From fe7d85a3f30481a8c92e12a6e5843d8279bcdac6 Mon Sep 17 00:00:00 2001
From: =?UTF-8?q?=E4=B8=80=E6=8C=83?= <yizhi.fzh@alibaba-inc.com>
Date: Thu, 14 Jan 2021 21:39:28 +0800
Subject: [PATCH v1] Improve the cost_sort v1

---
 src/backend/optimizer/path/costsize.c   | 20 +++++++++++---------
 src/backend/optimizer/plan/createplan.c |  2 +-
 src/backend/optimizer/plan/planner.c    |  2 +-
 src/backend/optimizer/prep/prepunion.c  |  2 +-
 src/backend/optimizer/util/pathnode.c   | 10 +++++-----
 src/include/optimizer/cost.h            |  2 +-
 6 files changed, 20 insertions(+), 18 deletions(-)

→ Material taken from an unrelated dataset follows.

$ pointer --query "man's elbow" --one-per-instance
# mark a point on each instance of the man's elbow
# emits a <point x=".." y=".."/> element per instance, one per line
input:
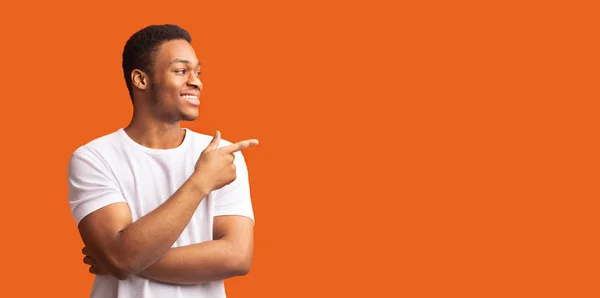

diff --git a/src/backend/optimizer/path/costsize.c b/src/backend/optimizer/path/costsize.c
index 380336518f..2652a7eeba 100644
--- a/src/backend/optimizer/path/costsize.c
+++ b/src/backend/optimizer/path/costsize.c
@@ -1696,7 +1696,7 @@ static void
 cost_tuplesort(Cost *startup_cost, Cost *run_cost,
 			   double tuples, int width,
 			   Cost comparison_cost, int sort_mem,
-			   double limit_tuples)
+			   double limit_tuples, int numSortCols)
 {
 	double		input_bytes = relation_byte_size(tuples, width);
 	double		output_bytes;
@@ -1710,8 +1710,9 @@ cost_tuplesort(Cost *startup_cost, Cost *run_cost,
 	if (tuples < 2.0)
 		tuples = 2.0;
 
+	Assert(numSortCols);
 	/* Include the default cost-per-comparison */
-	comparison_cost += 2.0 * cpu_operator_cost;
+	comparison_cost += (2.0 * cpu_operator_cost * numSortCols);
 
 	/* Do we have a useful LIMIT? */
 	if (limit_tuples > 0 && limit_tuples < tuples)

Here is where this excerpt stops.